Mais fogos Outro dos principais problemas é o aumento dos incêndios florestais. Com o aumento da temperatura, a probabilidade de existirem mais fogos e de maior intensidade também cresce, pois as temperaturas mais altas provocam “mais evaporação da humidade do solo, o que faz com que os solos fiquem mais secos e a vegetação mais inflamável”, explica o Environmental Defense Fund, uma organização norte-americana sem fins lucrativos.
“Com o aumento de secas e de ondas de calor, bem como das emissões de gases de efeito de estufa, é expetável que ocorram mais fogos florestais nos anos que se avizinham e que a época dos incêndios dure cada vez mais tempo”, acrescenta.
Menos animais e plantas E com o aumento dos incêndios e das secas, por um lado, e das tempestades e do nível médio dos oceanos, por outro, surge novo problema: o desaparecimento de várias espécies. A perda de habitats, a falta de alimento, as mudanças de temperatura, o aparecimento de espécies invasoras, a poluição e a pegada humana são aspetos que estão intimamente ligados às alterações climáticas e que têm um impacto severo na sobrevivência dos animais e das plantas.
De acordo com a red list feita pela IUCN, existem atualmente mais de 28 mil espécies em vias de extinção, o que representa 27% das espécies conhecidas. Animais como a ararinha-azul e o puma-norte- -americano-do-leste foram dados como extintos em 2018. O rinoceronte-branco também, mas a tecnologia existente hoje em dia permitiu aos cientistas criarem dois embriões desta espécie, noticiou este mês a cadeia televisiva Al Jazira.
E este não foi o único animal que o homem ajudou a salvar: segundo a IUCN, o gorila-das-montanhas e o rinoceronte-negro são dois exemplos de espécies que, graças ao esforço das comunidades, diminuíram o seu nível de risco de extinção.
No entanto, apesar dos esforços, o futuro não parece ser nada risonho: o Center for Biological Diversity, uma organização norte-americana sem fins lucrativos, prevê que a Terra “está agora a atravessar a sexta extinção em massa de plantas e animais – é a sexta onda de extinções nos últimos 500 milhões de anos”, um fenómeno que continuará a aumentar nos próximos anos.
Mas nem todas as espécies têm os dias contados. Um artigo da BBC mostra que algumas espécies têm fortes hipóteses de sobreviver ao cenário mais negro provocado pelas alterações climáticas.

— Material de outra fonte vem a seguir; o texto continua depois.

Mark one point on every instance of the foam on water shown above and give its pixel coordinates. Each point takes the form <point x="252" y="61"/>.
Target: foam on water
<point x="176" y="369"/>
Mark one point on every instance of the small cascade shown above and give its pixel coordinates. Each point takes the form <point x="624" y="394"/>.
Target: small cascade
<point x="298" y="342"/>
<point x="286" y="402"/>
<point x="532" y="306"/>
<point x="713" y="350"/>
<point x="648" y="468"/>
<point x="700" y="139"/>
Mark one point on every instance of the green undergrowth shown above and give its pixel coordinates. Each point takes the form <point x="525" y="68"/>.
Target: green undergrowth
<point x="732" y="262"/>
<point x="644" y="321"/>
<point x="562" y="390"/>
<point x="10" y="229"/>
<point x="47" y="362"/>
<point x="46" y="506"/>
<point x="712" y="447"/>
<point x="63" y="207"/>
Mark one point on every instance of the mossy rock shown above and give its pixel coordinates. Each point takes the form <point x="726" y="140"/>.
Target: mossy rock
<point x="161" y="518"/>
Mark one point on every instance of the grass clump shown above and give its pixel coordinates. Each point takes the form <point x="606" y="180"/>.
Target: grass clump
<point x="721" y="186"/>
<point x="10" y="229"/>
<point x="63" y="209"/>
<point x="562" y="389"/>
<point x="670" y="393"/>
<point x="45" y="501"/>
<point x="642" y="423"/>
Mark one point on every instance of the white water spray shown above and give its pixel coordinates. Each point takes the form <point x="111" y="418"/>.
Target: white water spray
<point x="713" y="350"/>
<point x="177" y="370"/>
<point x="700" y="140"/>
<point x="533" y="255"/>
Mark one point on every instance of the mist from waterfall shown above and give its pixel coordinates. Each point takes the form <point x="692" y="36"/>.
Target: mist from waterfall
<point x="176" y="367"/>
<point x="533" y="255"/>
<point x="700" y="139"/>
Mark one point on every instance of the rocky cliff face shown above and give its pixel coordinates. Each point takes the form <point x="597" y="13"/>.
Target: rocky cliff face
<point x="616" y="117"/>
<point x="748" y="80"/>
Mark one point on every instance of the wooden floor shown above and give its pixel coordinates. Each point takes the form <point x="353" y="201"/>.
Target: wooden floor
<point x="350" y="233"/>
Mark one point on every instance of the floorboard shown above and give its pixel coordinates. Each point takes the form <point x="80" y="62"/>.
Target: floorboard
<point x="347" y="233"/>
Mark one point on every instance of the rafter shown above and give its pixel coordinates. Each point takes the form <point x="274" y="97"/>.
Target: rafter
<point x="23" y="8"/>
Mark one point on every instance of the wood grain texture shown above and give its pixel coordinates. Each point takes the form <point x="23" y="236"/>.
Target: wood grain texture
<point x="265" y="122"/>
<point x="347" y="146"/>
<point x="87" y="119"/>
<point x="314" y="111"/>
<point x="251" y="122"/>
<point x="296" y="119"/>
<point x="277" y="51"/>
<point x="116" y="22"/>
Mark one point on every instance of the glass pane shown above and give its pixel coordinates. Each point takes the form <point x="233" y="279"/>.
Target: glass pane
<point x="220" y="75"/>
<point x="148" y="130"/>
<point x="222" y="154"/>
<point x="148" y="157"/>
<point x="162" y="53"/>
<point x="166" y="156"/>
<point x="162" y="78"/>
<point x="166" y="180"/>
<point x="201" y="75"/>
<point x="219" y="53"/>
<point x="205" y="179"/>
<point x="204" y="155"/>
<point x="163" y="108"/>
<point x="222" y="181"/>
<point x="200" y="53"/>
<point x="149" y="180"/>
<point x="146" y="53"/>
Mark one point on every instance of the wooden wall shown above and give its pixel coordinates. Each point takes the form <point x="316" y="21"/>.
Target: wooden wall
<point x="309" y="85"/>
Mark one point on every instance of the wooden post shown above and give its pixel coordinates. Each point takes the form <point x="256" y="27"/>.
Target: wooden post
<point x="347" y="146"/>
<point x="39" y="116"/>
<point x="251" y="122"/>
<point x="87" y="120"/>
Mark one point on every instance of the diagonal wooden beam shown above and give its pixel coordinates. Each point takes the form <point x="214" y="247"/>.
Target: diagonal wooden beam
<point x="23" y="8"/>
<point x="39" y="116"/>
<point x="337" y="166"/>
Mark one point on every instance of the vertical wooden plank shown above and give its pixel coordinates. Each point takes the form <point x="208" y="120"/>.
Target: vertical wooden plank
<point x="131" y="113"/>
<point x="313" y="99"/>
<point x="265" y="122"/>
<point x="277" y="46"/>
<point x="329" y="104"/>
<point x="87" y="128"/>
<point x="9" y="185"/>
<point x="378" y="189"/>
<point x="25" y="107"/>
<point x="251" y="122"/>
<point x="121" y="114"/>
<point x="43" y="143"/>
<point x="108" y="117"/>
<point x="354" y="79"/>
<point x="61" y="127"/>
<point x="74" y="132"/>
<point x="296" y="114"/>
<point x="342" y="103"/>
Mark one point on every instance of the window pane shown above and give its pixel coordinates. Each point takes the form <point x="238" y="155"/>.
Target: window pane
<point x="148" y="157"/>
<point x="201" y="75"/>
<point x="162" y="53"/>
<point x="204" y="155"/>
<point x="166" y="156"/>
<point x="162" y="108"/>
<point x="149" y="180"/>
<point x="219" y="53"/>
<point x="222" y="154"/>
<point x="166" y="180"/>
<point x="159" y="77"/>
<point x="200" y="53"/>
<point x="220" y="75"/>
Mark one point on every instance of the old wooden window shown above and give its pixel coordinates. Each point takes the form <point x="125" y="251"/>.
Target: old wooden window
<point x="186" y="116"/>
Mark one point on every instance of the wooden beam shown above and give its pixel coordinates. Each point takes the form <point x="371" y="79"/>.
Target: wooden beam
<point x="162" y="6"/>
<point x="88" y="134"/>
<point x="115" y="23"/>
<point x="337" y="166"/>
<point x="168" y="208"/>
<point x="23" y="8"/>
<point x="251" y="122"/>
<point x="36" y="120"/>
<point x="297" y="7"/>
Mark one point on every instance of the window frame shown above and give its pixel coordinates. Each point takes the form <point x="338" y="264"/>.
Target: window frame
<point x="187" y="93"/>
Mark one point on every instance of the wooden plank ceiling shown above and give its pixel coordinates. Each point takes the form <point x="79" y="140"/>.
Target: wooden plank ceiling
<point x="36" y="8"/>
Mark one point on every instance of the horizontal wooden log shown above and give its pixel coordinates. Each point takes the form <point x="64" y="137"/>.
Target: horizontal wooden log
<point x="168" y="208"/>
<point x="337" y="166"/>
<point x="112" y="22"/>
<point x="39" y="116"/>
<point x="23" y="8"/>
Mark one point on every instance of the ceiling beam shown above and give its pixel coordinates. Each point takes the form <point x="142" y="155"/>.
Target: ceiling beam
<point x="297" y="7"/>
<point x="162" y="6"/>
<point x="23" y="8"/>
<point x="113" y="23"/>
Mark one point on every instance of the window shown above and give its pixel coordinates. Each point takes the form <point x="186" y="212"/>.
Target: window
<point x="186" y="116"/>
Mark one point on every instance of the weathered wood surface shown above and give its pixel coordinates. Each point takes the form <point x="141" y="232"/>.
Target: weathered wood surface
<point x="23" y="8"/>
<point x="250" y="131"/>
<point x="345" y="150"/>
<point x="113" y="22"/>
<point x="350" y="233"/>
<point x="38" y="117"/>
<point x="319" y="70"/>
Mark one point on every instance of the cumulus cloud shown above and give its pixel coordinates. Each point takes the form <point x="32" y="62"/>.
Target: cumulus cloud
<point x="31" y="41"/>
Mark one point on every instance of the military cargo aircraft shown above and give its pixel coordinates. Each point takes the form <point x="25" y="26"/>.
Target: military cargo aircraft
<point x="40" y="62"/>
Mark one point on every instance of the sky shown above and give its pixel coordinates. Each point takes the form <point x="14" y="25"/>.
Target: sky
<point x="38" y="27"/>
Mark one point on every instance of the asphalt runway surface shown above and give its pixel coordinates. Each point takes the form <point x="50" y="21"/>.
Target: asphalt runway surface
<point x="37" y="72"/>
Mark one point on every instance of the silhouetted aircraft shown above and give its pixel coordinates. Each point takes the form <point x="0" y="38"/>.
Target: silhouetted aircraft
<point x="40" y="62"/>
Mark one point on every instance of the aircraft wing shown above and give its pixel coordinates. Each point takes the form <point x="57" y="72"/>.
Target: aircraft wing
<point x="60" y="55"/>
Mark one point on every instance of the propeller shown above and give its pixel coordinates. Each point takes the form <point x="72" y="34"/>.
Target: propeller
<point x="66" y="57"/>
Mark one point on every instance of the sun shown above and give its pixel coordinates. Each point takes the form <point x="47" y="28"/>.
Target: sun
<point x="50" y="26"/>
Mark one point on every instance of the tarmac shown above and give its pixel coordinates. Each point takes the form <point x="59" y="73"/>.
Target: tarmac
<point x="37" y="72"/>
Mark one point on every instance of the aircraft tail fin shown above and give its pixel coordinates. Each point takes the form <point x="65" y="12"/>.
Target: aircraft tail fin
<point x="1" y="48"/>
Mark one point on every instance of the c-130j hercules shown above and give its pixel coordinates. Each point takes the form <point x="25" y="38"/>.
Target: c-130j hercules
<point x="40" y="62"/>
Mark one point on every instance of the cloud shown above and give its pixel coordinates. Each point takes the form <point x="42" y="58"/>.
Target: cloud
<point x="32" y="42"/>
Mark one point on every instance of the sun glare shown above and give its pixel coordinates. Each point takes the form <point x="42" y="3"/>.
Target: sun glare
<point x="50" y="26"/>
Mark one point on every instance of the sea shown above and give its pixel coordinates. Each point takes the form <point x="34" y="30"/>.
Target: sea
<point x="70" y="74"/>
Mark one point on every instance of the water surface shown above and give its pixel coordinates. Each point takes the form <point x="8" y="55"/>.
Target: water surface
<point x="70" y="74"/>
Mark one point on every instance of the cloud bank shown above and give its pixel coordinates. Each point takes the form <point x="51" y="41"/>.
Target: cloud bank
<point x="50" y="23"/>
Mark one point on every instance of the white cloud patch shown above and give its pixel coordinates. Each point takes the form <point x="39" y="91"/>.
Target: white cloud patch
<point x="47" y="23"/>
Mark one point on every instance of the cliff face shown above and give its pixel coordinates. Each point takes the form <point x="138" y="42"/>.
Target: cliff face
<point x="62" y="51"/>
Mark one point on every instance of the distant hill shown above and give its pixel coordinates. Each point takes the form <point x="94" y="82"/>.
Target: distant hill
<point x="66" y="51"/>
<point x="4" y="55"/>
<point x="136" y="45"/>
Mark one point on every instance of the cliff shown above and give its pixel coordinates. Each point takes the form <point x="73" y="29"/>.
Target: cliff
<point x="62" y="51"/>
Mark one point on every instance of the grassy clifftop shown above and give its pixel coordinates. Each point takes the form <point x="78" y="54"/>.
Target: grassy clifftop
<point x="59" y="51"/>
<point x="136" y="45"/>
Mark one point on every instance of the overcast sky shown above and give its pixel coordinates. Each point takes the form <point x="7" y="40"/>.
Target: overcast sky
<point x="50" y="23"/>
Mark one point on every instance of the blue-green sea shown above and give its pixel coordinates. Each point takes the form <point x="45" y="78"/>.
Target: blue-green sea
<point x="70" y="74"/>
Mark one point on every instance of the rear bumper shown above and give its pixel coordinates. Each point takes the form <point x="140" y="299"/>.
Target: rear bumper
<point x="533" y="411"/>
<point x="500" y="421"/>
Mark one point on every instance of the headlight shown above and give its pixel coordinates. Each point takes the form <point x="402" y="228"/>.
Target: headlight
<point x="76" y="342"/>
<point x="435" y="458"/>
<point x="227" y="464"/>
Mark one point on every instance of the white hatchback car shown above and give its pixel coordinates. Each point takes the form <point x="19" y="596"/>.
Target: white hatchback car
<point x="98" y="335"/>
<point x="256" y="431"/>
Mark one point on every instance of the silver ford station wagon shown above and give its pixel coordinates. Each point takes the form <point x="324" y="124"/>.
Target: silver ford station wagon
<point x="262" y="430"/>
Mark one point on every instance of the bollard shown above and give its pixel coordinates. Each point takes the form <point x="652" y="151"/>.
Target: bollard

São exemplo disso as plantas resistentes ao calor e à seca – como as que se encontram nas zonas de deserto – ou aquelas cujas sementes se espalham através do vento, da corrente dos oceanos ou até do transporte animal – como as acácias e os coqueiros. Além disso, animais como as baratas, que sobrevivem há milhões de anos, são capazes de se adaptarem às situações mais difíceis.
Mais doenças E, claro, o ser humano também sofre com todos estes problemas. Questões como a desertificação de certas zonas, a poluição do ar e a falta de meios de subsistência – água potável, terrenos de cultivo, etc. – acabam por ter um impacto na saúde do homem que, a um ritmo cada vez mais acelerado, tem de se habituar às alterações no planeta.
De acordo com um relatório do IPCC, o aumento das ondas de calor poderá fazer crescer o número de casos de doenças vetoriais, como a malária e o dengue, que irão espalhar-se para outras áreas geográficas onde é pouco comum detetarem-se estas doenças.
Segundo um artigo publicado na Harvard Business Review, na semana passada, casos de doenças crónicas, como a asma, também deverão aumentar. Os especialistas acreditam que o número de pessoas com problemas psiquiátricos, como a depressão, também deverá crescer.
E mesmo sem contar com estes efeitos na saúde dos seres humanos, o cenário continua a ser negro: como irá o homem viver sem água, sem animais à sua volta, sem solos para plantar e sem terra para habitar?